# Bangkok | After 10 years



## azumiii (Nov 10, 2014)

Visited for the first time back in year 2007.
After almost 11 years, I'm back.
First time for the mother and sis.

A lot has changed with Bangkok since then. 
People still mistake me for a Thai.

Day 1:
Long time no see Thailand.


----------



## azumiii (Nov 10, 2014)

Walking distance from our hotel is Neon Market Pratunam. It's basically a street food park.
1 and 4 by azumiii
2 and 3 by sis

Failing flatlay of pad thai. It was yummy, just didnt look like it. Food photography is the hardest, I swear.


----------



## azumiii (Nov 10, 2014)

Day 3 shots
Ideo Q at Rama IV. Pigeons enjoying their morning view


----------



## azumiii (Nov 10, 2014)

Baiyoke I


----------



## azumiii (Nov 10, 2014)

Random footbridge in Bangkok:
Clean, no posters or tarps hanging on it, modern design, spacious, shaded
Day 2


----------



## azumiii (Nov 10, 2014)

Traffic in the palace


----------



## azumiii (Nov 10, 2014)

The Address Chidlom


----------



## christos-greece (Feb 19, 2008)

Great, very nice photos from Bangkok


----------



## azumiii (Nov 10, 2014)

christos-greece said:


> Great, very nice photos from Bangkok


Thanks. ive been researching for the best place in the Pratunam neighborhood (where we are booked) for taking photo of the "Pixel" building Maha Nakhon Ritz Carlton but it is always somehow blocked by older buildings and I can only see about a third of it or sometimes just the topmost floors. 

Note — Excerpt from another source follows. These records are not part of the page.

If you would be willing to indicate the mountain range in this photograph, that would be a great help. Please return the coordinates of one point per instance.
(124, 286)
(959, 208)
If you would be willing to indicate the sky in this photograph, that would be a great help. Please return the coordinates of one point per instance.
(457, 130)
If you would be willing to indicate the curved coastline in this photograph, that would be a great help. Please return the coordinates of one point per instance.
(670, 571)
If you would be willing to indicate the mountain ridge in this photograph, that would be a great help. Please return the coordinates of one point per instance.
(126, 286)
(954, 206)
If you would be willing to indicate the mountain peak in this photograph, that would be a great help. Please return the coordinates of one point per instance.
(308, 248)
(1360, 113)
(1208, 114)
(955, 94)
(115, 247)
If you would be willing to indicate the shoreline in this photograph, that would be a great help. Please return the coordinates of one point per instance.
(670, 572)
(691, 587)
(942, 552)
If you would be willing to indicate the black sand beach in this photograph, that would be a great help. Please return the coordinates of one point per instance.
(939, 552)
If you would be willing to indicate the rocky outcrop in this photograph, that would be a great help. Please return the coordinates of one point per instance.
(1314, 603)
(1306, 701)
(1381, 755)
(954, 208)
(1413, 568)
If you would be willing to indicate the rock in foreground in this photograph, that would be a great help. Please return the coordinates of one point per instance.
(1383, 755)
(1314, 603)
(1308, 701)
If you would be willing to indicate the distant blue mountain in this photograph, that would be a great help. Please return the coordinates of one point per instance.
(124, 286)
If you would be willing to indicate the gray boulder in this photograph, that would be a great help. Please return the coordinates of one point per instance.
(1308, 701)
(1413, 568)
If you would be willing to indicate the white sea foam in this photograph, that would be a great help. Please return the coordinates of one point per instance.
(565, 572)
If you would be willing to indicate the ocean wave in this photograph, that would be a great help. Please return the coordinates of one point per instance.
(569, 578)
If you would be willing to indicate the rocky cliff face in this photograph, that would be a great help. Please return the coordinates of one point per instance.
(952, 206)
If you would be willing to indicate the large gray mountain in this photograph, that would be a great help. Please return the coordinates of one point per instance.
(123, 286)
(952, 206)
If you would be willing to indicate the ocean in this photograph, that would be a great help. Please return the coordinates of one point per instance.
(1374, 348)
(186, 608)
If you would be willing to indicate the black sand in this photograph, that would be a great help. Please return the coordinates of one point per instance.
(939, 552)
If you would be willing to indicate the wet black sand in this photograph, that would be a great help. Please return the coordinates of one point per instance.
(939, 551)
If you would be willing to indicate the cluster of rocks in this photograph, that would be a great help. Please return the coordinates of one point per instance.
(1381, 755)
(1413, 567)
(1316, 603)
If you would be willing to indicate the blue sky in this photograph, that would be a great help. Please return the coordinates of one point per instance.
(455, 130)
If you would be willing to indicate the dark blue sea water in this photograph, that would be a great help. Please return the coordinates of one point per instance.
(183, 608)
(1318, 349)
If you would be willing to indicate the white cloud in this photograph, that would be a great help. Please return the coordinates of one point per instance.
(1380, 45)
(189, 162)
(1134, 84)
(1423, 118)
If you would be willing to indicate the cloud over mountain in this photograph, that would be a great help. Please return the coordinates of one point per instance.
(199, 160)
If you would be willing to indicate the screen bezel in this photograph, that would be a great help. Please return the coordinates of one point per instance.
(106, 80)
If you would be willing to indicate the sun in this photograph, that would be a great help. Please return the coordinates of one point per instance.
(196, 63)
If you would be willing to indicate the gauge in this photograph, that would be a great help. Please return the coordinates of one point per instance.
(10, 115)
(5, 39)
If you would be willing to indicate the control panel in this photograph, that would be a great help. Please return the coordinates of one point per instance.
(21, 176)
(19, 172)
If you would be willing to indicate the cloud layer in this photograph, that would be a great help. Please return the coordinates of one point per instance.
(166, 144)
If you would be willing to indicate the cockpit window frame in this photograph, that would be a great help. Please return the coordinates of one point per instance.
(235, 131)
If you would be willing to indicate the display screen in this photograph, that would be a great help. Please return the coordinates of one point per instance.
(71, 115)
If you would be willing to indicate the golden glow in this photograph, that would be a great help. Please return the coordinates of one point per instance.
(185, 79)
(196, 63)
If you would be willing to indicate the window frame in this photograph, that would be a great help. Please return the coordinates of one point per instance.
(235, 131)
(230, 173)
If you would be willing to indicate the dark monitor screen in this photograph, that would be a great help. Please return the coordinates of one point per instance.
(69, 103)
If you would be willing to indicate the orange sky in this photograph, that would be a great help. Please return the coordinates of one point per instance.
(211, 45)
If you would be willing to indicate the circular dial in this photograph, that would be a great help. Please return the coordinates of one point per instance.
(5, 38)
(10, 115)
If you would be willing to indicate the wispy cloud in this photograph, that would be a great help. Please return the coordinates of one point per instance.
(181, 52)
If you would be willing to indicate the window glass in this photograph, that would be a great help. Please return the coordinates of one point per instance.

Today, our last day I tried one last time after failing to have a good view from Lumpini Park and Im glad I found a spot in MBK Mall. 

It's the best I can do but Im sure its more majestic if I went near very near it. Also, not many people in Bangkok know about this building. Is it ugly? I like it.

Taken from restricted area  in 7th floor, MBK Mall


----------



## azumiii (Nov 10, 2014)

Something caught my eye from Day 1 and on my last day in Bkk, I cant help but stare and appreciate its beauty. If it is one of bkk's old buildings, this one has aged gracefully. 

I cant get enough of it.


----------



## azumiii (Nov 10, 2014)




----------



## azumiii (Nov 10, 2014)

View from our hotel room in Pechburi


----------



## azumiii (Nov 10, 2014)

^^I didnt realize Ive posted that photo before. Just cant help but appreciate its beauty. Its like a castle. Something different from all the glassy buildings in most cities. I imagine count Dracula staring from his penthouse window


----------